Claro que no todo es color de rosa. El índice de cartera vencida sí ha aumentado en los últimos seis meses de 3.1% en julio a 4% en enero, de acuerdo a la agencia calificadora Standard & Poor’s. Algunos analistas esperan incluso que aumente más en los próximos meses a medida que la crisis se prolonga y complica las posibilidades de pago de los deudores.

Esto es motivo de alerta para algunos, aunque está lejos aún de ser un elemento de preocupación.

“Ya se ha comenzado a ver un incremento en la cartera vencida, principalmente por el desempleo y el sobreendeudamiento de los consumidores, por tarjetas de crédito, créditos para carros”, dijo Griselda Bisonó, analista en Nueva York con la agencia calificadora Moody’s Investors Service. “Pero yo no diría que es una situación de alarma. Es algo que se tiene que monitorear”.

De hecho, algunas de las acciones más castigadas en la bolsa en los últimos meses son las de las compañías constructoras de vivienda ante la preocupación de que sus ventas sufran un freno.
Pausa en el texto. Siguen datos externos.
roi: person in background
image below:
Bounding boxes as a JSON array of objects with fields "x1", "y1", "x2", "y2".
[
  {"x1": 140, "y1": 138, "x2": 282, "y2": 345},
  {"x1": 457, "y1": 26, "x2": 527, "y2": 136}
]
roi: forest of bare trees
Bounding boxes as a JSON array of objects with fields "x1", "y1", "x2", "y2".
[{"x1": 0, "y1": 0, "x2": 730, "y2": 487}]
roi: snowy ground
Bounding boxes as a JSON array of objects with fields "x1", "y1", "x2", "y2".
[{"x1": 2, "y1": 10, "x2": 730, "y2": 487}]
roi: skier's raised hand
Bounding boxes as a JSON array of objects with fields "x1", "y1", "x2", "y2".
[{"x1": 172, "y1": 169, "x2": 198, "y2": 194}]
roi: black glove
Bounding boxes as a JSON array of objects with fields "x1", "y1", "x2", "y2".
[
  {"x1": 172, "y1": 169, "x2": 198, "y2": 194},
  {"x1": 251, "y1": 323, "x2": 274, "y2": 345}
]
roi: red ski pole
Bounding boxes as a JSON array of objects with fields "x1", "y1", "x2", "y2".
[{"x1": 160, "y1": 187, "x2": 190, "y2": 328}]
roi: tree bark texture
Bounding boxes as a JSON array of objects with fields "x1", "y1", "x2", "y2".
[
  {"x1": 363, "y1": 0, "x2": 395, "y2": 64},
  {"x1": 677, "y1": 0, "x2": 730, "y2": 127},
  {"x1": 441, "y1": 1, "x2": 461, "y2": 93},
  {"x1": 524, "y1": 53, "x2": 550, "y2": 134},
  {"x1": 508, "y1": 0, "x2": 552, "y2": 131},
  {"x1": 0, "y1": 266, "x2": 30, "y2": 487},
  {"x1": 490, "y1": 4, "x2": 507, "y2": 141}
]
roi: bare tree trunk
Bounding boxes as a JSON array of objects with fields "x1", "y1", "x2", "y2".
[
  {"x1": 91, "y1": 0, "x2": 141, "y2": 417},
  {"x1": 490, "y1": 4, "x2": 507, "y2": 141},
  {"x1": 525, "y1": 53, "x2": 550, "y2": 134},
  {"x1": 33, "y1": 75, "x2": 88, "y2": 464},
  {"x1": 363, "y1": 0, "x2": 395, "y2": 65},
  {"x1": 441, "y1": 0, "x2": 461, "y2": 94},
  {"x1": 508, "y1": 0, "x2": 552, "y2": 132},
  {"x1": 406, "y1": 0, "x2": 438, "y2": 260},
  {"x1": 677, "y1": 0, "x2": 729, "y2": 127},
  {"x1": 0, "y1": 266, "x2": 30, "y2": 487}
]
Algunos inversionistas temen que, frente al temor de perder su empleo, los trabajadores pospongan sus planes de tomar un crédito hipotecario para comprar una casa, sobre todo cuando se trata de viviendas medias o residenciales, que son las que por lo general proporcionan una mayor ganancia a las compañías constructoras.

Así, Consorcio Ara registra un desplome en el valor de su acción de 19% en el año; Sare Holding una caída de 16.6%; Urbi, Desarrollos Urbanos, una baja de 15.2%, y Desarrolladora Homex un descenso de 8.7%. Sólo la empresa Corporación Geo registra una ganancia de 18.3% en 2009, mientras que el índice de la bolsa reporta una pérdida de 5.2% en el año.

Algunos intermediarios financieros hipotecarios también están teniendo dificultades ante los problemas para fondear sus operaciones por las restricciones crediticias que ha desatado la recesión económica mundial en los mercados. El apetito de los inversionistas por bonos respaldados por hipotecas también ha decrecido y con ello ha aumentado la dificultad para operar de esos intermediarios.

Pero a pesar de todo, algunos analistas coinciden en señalar que México aprendió bien las lecciones que le dejó su última crisis hipotecaria, al grado que hoy, a diferencia de ayer, el gobierno no ha tenido que implementar ningún programa para rescatar a deudores hipotecarios en problemas, como sí hizo en repetidas ocasiones y con diferentes planes en 1995.